Not just gaps. Blind spots too. Humans are driven by curiosity and limited by biases. You're only painting half of the picture.
> Humans got where they are thanks to their innate curiosity. If you take that away from us, we become no different from animals.
Your message is a bit late. We've had people zoned out in front of their TVs for decades.
I deeply distrust anyone blames AI for "ruining" their creative hobby, or "creative" career. Mostly because the one absolute, will never ever change, always our trump card, is our individual perspective and creativity. AI is a sorting and statistics machine, it can only reproduce (my personal theory about AI hallucinations is pretty simple. AI has been a well known concept for longer than the Internet has been around, pop-scifi and post apocalyptic books, movies, and shows, and causing a societal immune response... And satire, sarcasm, bad photography, bad art, websites with gibberish or incorrect facts just to game SEO algos (many many many that still have generations old SEO text blocks), all being hoovered up by an AI and the techbros supervising it all are MBA dropouts, and/or marketing bros. All their AI datasets are so poisoned by the human condition, and as universal, AI hallucinations/errors are, it just proves there isn't a single model, or a single person, in the AI space who can identify irony. We may be the most destructive thing this earth has ever encountered, but like.. Causing mayhem and chaos so concentrated and complicated it's impossible (so far at least) to write code that can decypher it.

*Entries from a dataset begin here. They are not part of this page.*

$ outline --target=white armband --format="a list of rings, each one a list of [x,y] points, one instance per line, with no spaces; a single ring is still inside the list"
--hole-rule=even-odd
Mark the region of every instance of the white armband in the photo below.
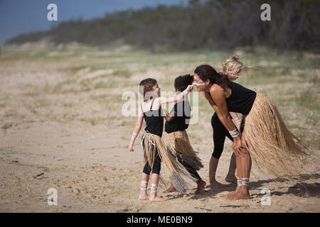
[[[136,139],[136,137],[137,137],[137,133],[132,133],[132,135],[131,136],[131,140],[134,141]]]

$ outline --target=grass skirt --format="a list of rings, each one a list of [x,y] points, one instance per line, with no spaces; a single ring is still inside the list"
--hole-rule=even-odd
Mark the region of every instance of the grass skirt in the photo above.
[[[188,138],[185,130],[178,131],[171,133],[164,132],[164,143],[166,148],[176,155],[179,155],[181,159],[190,165],[194,170],[199,170],[203,167],[201,160],[198,157],[198,153],[195,152]]]
[[[149,162],[151,170],[153,169],[153,163],[156,159],[155,150],[156,147],[161,162],[164,164],[168,172],[169,180],[178,192],[185,192],[189,187],[185,179],[189,178],[194,180],[193,177],[190,175],[176,157],[166,149],[160,136],[146,132],[144,137],[144,165],[146,164],[146,162]],[[165,181],[161,176],[160,184],[165,184]]]
[[[297,174],[293,160],[307,155],[308,148],[289,131],[267,96],[257,92],[243,133],[245,146],[259,169],[264,167],[279,178]]]

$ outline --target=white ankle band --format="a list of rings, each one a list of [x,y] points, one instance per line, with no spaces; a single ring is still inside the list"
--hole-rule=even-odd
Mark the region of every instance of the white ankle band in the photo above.
[[[157,186],[156,184],[151,184],[151,193],[156,193],[156,188]]]
[[[143,180],[141,182],[141,188],[140,190],[142,191],[146,191],[146,185],[148,185],[148,182]]]

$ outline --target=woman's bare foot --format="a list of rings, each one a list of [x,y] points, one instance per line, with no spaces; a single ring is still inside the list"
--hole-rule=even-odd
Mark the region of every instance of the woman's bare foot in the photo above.
[[[230,195],[227,199],[230,200],[249,199],[250,199],[250,194],[249,194],[249,192],[239,190],[238,193]]]
[[[229,198],[230,196],[232,196],[233,194],[239,192],[239,187],[237,187],[237,188],[235,189],[235,191],[231,192],[227,194],[224,194],[223,196],[220,196],[221,198]]]
[[[166,191],[164,191],[163,193],[170,193],[170,192],[176,192],[176,190],[174,188],[174,184],[171,184],[170,187],[168,189],[166,189]]]
[[[217,182],[216,180],[211,181],[211,182],[208,181],[208,182],[207,182],[207,184],[208,184],[210,187],[227,187],[227,185],[223,184],[221,184],[221,183],[219,183],[219,182]]]
[[[146,193],[140,194],[139,195],[139,199],[150,199],[150,196],[149,194],[147,194]]]
[[[228,175],[227,177],[225,177],[225,181],[230,183],[237,184],[237,178],[235,177],[235,175]]]
[[[198,188],[197,190],[194,192],[194,194],[201,194],[203,191],[204,187],[206,187],[206,182],[201,180],[199,182],[198,182]]]
[[[158,196],[150,196],[149,199],[150,201],[166,201],[166,199],[162,198],[162,197],[159,197]]]

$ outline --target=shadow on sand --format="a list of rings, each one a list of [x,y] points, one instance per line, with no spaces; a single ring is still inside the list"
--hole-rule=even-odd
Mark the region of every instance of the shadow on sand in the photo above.
[[[297,184],[292,187],[276,187],[273,189],[271,192],[271,195],[277,195],[281,196],[282,194],[294,194],[297,196],[319,196],[320,195],[320,184],[319,183],[313,183],[308,184],[304,182],[304,181],[306,181],[309,179],[319,179],[320,178],[319,174],[311,174],[311,175],[299,175],[299,181],[297,181]],[[298,177],[297,178],[298,179]],[[270,179],[267,180],[258,180],[257,182],[250,182],[249,189],[262,189],[262,185],[267,183],[271,182],[292,182],[287,179]],[[214,197],[218,194],[227,192],[231,192],[235,189],[236,184],[230,183],[225,184],[225,187],[210,187],[209,186],[206,186],[201,194],[195,195],[193,192],[186,193],[186,194],[179,194],[177,195],[174,195],[171,198],[168,198],[168,199],[175,199],[183,197],[190,197],[191,199],[200,199],[202,198],[206,197]],[[278,189],[283,189],[287,188],[287,192],[279,192]],[[193,191],[196,191],[196,188],[192,189]],[[170,194],[168,194],[167,196],[170,196]],[[251,194],[251,198],[252,196],[262,197],[263,196],[263,194]]]

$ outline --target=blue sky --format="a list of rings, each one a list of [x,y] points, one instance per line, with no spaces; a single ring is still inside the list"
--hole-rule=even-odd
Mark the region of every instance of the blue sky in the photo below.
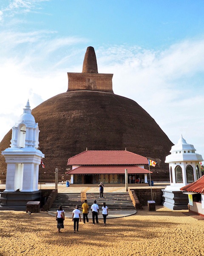
[[[203,13],[202,0],[0,0],[0,140],[28,98],[66,91],[91,46],[115,93],[204,157]]]

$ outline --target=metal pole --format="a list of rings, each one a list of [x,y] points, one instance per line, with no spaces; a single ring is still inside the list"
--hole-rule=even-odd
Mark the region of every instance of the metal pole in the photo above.
[[[128,169],[125,169],[125,190],[126,192],[128,191]]]
[[[55,189],[57,189],[57,184],[58,183],[58,168],[55,168]]]
[[[150,173],[150,188],[151,189],[151,196],[152,197],[152,201],[153,201],[153,197],[152,196],[152,181],[151,180],[151,174],[150,173],[150,166],[149,164],[149,172]]]

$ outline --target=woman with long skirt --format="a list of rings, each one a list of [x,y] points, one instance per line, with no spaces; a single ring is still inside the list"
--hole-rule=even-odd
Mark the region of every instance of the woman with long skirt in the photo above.
[[[106,217],[108,215],[108,207],[105,205],[105,203],[104,203],[103,206],[102,207],[102,214],[103,217],[103,222],[104,222],[104,226],[105,226],[106,223]]]
[[[57,211],[56,221],[57,221],[58,232],[60,233],[60,229],[64,228],[64,220],[65,219],[65,212],[61,205],[59,207],[59,209]]]

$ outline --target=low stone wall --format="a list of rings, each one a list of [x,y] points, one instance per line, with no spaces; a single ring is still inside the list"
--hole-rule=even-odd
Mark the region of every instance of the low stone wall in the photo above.
[[[143,206],[147,205],[147,201],[151,200],[151,189],[133,189],[138,198],[139,203]],[[163,192],[161,189],[152,188],[152,195],[153,200],[155,201],[156,205],[162,205],[163,201]]]
[[[142,206],[139,202],[137,195],[136,195],[136,193],[134,189],[128,189],[128,192],[135,209],[137,209],[142,210],[143,209]]]

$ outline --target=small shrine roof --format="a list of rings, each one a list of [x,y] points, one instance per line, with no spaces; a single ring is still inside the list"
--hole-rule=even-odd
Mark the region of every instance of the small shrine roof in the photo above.
[[[201,176],[195,182],[181,188],[180,190],[204,193],[204,175]]]

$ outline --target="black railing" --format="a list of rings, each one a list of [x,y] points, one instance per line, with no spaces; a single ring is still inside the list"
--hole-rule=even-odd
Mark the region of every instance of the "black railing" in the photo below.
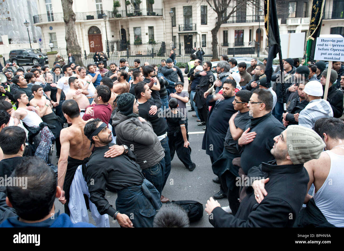
[[[323,19],[342,19],[344,18],[344,11],[326,11],[324,12]]]
[[[196,30],[195,23],[190,24],[180,24],[179,28],[179,31]]]
[[[264,22],[264,15],[243,15],[241,17],[233,16],[229,18],[224,23],[258,23],[260,20],[261,22]],[[216,22],[217,23],[217,18],[216,18]]]

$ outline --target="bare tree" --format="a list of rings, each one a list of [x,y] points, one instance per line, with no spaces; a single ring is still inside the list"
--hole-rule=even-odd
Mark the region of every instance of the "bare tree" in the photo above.
[[[73,0],[61,0],[63,11],[63,20],[66,30],[66,49],[67,55],[70,52],[75,58],[76,64],[83,65],[81,60],[81,48],[79,45],[75,31],[75,13],[72,6]]]
[[[212,51],[213,59],[218,59],[217,53],[217,33],[221,25],[225,23],[237,11],[245,5],[253,4],[255,0],[205,0],[217,15],[217,21],[215,27],[212,30]],[[232,7],[233,6],[233,7]],[[229,13],[227,11],[230,10]]]

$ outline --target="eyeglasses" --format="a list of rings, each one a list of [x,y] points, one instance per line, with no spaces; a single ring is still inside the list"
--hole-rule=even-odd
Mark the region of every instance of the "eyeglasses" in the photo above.
[[[250,101],[248,101],[249,104],[258,104],[259,103],[262,103],[263,102],[251,102]]]
[[[277,138],[277,139],[279,141],[280,139],[281,140],[281,141],[282,142],[283,142],[283,143],[284,143],[284,144],[285,144],[286,145],[287,144],[287,143],[286,143],[285,142],[284,142],[284,141],[283,140],[283,137],[282,137],[282,133],[281,132],[281,134],[280,134],[278,136],[278,138]]]
[[[235,99],[234,99],[234,102],[236,103],[237,103],[238,104],[245,104],[246,103],[246,102],[239,102],[239,101],[237,101]]]

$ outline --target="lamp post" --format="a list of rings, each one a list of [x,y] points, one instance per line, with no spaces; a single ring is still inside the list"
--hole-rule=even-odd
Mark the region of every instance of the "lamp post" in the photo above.
[[[49,41],[49,47],[50,47],[51,51],[53,51],[53,47],[54,47],[54,44],[52,42],[51,39]]]
[[[173,43],[173,46],[174,45],[174,41],[173,40],[173,17],[174,15],[174,12],[173,12],[172,10],[172,8],[171,8],[171,11],[169,12],[170,13],[170,15],[171,17],[171,24],[172,24],[171,27],[172,27],[172,42]]]
[[[30,40],[30,34],[29,33],[29,25],[30,24],[30,23],[26,21],[26,19],[25,20],[25,22],[24,23],[24,24],[25,25],[25,26],[26,27],[26,29],[28,30],[28,35],[29,35],[29,42],[30,43],[30,48],[32,48],[31,47],[31,40]]]
[[[260,50],[260,13],[262,11],[262,10],[259,9],[258,10],[258,34],[259,35],[259,38],[258,39],[258,48],[257,49],[257,57],[259,57],[259,51]]]
[[[106,14],[104,13],[103,14],[103,18],[104,19],[104,22],[105,24],[105,33],[106,34],[106,50],[108,53],[108,57],[110,57],[110,52],[109,50],[109,41],[107,40],[107,30],[106,29],[106,18],[107,16]]]

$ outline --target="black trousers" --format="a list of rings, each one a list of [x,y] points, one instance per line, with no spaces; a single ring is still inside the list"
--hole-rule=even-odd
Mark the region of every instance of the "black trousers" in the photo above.
[[[175,134],[168,134],[169,137],[169,147],[171,156],[171,161],[174,156],[174,152],[177,152],[177,156],[185,167],[192,165],[191,156],[191,149],[190,146],[184,147],[184,140],[181,132]]]
[[[208,107],[203,106],[200,109],[197,107],[197,110],[198,111],[198,115],[200,116],[201,122],[205,122],[206,124],[208,115],[209,114],[209,109]]]

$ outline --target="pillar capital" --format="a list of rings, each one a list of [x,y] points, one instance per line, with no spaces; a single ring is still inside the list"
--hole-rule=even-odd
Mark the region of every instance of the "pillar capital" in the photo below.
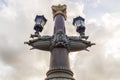
[[[64,5],[53,5],[52,6],[52,12],[53,12],[53,19],[55,18],[56,15],[58,14],[61,14],[64,16],[65,20],[67,18],[67,15],[66,15],[66,9],[67,9],[67,6],[64,4]]]

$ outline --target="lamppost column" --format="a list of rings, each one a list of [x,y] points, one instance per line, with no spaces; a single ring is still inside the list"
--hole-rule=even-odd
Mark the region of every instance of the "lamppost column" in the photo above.
[[[65,35],[66,5],[52,6],[55,21],[54,36]],[[60,36],[59,36],[59,35]],[[60,42],[60,41],[59,41]],[[63,43],[64,44],[64,43]],[[73,72],[69,64],[69,50],[65,46],[55,46],[51,49],[50,69],[47,72],[47,80],[74,80]]]

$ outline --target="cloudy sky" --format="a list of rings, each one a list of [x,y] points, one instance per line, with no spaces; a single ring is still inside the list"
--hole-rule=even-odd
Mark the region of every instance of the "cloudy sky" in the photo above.
[[[86,35],[97,45],[70,53],[76,80],[120,80],[119,0],[0,0],[0,80],[44,80],[50,53],[24,45],[37,14],[48,19],[41,35],[53,34],[53,4],[67,5],[66,30],[78,35],[72,19],[86,19]]]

So yeah, anyways, I left tech almost a decade ago, I'm a photographer now, and if youve put thought into something. Whether it's writing, how a photo is edited/processed, a joke, its a gift you're giving to yourself, and hopefully some of whatever you felt like creating, a few pieces at the least haha, will be gifts to the world :)
am I so unusual in just skimming past and ignoring the AI search results? I didn't think a majority of people outside the silicon valley tech bubble were all that keen on getting their questions answered by a chatbot
yes. The research that goes into it helps be finally learn the concept better. Having a few subscribers also want to spend time to write something and put it out.
"It's still worth selling steaks in the age of the hamburger."
Yea. This will never not be true.
I just can't wait for the age of the "silicon valley visionary" to come to an end.